Kamis, 22 Mei 2008

Pemerintah Belum Tentu Umumkan Kenaikan BBM Jumat Besok

Kamis, 22 Mei 2008 | 15:44 WIB

Laporan wartawan Kompas Suhartono

JAKARTA, KAMIS-Pemerintah belum tentu mengumumkan kenaikan harga bahan bakar minyak (BBM) pada esok atau Jumat (23/5) malam sebagaimana disampaikan Menteri Keuangan Sri Mulyani Indrawati di kantornya Departemen Keuangan, Jalan Lapangan Banteng, Rabu (21/5).

Kenaikan mungkin saja diumumkan beberapa hari kemudian atau pada hari Minggu (25/5) mendatang saat hari libur dan tenang sehingga pengumuman pemerintah tidak langsung diikuti dengan aksi demo dan turun ke jalan. Hal ini dikatakan sumber Kompas saat dihubungi Kamis (22/5) siang ini melalui telepon selulernya.
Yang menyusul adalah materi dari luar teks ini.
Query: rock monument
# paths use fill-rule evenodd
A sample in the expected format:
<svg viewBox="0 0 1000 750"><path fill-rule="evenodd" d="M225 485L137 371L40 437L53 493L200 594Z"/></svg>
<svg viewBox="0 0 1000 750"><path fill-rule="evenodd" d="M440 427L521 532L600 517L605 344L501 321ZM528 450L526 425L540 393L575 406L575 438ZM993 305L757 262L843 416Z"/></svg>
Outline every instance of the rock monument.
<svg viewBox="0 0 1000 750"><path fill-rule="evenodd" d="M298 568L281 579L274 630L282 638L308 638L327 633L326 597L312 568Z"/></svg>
Sumber yang saat dihubungi Kompas tengah berada di Kantor Presiden, Kompleks Istana, Jakarta, memastikan hal itu mengingat Kamis siang tadi baru berlangsung rapat terbatas yang dipimpin langsung oleh Presiden Susilo Bambang Yudhoyono untuk membahas mengenai laporan kemajuan persiapan pelaksanaan Bantuan Langsung Tunai(BLT) sebagai bentuk kompensasi dari kenaikan harga BBM.

Rapat dihadiri pula oleh Wakil Presiden Muhammad Jusuf Kalla beserta menteri ekonomi terkait. Menko Perekonomian Boediono tidak hadir karena sudah diberhentikan secara hormat oleh Presiden karena Kamis siang tadi sudah dilantik sebagai Gubernur Bank Indonesia (BI). "Memang, kemarin Ibu Menteri sudah mengumumkan rencana kenaikan harga BBM ancar-ancarnya pada hari Jumat. Tetapi, belum tentu memang keputusannya hari Jumat besok. Kalau melihat kondisi sekarang ini masih panas karena aksai demo yang marak menolak kenaikan harga BBM terjadi di mana-mana," ujar sumber tersebut.
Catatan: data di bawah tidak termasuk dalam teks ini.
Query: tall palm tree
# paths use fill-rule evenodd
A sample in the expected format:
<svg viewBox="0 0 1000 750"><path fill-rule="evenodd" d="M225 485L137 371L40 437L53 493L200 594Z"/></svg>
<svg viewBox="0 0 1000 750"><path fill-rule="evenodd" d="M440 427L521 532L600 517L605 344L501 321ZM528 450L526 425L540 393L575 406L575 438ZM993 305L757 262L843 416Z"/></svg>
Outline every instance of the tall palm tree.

Menurut dia, " Saya kira pengumumannya beberapa hari lagi. Mungkin hari Minggu, yang memang hari libur sehingga bisa tenang dan tidak direspon dengan aksi langsung turun ke jalan, " tambah sumber tersebut.
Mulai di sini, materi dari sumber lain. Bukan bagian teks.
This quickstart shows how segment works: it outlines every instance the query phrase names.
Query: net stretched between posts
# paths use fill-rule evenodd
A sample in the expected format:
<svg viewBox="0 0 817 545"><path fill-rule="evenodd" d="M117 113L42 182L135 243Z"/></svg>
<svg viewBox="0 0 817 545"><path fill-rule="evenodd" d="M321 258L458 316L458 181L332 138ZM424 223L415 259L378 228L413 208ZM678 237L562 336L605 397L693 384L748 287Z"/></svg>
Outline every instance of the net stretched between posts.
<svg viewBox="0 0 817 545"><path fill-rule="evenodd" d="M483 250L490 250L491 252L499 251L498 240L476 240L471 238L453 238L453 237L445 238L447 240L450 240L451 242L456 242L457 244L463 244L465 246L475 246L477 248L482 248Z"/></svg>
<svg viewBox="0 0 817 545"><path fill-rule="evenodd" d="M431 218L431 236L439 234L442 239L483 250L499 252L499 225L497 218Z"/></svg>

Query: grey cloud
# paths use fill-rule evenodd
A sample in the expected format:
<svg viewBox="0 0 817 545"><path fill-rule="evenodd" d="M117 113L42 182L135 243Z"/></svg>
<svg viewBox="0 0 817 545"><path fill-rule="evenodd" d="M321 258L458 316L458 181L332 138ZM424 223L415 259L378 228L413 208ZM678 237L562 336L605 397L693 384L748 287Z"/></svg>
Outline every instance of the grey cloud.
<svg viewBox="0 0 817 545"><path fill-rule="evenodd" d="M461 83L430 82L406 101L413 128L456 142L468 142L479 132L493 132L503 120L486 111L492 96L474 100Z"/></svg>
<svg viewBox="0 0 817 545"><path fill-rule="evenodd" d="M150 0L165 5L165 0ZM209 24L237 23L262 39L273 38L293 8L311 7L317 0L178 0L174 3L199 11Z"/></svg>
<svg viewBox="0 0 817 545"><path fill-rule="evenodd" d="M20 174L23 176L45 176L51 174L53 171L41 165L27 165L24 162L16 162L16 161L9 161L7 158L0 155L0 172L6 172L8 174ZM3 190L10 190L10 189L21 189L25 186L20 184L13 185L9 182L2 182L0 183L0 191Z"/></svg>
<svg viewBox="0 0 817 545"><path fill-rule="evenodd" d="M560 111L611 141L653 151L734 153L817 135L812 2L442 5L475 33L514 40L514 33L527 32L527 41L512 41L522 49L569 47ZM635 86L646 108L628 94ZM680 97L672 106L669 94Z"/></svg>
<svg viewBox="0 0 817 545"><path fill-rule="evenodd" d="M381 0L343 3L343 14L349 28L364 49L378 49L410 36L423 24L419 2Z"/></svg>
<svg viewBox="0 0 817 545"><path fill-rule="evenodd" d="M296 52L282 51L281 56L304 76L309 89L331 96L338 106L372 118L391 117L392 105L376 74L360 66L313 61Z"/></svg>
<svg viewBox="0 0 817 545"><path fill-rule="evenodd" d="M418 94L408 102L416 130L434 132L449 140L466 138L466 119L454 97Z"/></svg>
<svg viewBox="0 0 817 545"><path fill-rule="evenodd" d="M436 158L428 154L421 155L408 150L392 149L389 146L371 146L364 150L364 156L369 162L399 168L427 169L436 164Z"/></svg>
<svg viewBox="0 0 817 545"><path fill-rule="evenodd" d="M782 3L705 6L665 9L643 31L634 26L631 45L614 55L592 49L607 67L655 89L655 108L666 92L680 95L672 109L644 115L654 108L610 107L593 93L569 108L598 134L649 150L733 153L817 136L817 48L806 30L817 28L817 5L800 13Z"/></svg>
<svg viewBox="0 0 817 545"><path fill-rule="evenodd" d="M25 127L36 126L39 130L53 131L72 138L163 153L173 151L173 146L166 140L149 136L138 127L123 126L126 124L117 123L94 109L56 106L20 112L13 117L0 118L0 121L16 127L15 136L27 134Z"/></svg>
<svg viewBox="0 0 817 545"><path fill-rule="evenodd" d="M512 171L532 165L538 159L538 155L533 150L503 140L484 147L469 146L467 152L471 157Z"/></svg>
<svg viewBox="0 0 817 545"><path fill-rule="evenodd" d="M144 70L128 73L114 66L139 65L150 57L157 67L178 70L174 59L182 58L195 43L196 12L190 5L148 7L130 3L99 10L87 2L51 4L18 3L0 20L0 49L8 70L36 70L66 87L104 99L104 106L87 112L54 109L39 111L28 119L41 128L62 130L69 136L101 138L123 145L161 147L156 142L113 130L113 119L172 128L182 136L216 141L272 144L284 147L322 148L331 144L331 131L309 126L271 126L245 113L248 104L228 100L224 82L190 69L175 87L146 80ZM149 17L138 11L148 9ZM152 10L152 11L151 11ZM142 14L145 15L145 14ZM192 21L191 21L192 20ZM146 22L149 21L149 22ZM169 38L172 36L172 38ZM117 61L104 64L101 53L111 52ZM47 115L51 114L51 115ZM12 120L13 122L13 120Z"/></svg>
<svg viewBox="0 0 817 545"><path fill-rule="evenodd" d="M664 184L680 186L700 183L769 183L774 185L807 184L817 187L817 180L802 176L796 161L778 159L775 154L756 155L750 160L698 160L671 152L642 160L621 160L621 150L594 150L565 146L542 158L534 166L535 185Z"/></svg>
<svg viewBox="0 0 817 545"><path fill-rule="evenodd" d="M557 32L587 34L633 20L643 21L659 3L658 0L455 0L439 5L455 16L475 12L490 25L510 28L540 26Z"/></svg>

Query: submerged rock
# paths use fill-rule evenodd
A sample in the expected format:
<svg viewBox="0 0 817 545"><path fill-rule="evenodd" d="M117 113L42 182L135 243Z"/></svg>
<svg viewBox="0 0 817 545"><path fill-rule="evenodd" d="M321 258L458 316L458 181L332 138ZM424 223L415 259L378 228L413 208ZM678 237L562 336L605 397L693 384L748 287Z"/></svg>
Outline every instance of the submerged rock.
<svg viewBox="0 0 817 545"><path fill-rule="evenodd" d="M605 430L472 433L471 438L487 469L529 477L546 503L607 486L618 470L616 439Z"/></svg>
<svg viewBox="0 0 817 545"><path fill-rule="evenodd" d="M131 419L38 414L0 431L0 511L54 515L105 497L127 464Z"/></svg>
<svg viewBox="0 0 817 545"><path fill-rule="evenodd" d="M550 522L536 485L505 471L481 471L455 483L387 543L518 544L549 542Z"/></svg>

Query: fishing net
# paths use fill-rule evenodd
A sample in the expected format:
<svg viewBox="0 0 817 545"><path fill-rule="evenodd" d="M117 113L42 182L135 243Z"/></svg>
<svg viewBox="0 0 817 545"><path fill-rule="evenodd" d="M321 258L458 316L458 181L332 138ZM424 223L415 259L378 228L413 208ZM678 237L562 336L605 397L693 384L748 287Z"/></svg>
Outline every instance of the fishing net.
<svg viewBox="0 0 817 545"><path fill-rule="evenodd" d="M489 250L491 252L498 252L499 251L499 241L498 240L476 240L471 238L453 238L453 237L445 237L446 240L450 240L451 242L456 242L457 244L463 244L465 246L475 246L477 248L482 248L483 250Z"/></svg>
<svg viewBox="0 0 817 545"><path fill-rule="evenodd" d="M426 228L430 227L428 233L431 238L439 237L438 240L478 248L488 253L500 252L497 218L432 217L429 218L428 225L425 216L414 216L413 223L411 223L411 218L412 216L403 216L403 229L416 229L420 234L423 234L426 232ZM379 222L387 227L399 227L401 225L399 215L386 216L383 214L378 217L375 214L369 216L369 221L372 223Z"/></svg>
Namun, lanjut sumber itu lagi, semua itu tergantung Presiden Yudhoyono sendiri. "Jangan-jangan memang Jumat malam besok. Kan, Ibu Menkeu sudah dipanggil oleh Presiden sehingga bisa saja Ibu Menkeu sudah diberi lampu hijau oleh Presiden sebelumnya sehingga berani ngomong kalau kenaikannya hari Jumat besok. Tetapi, kita lihat sajalah," papar sumber itu. (HAR).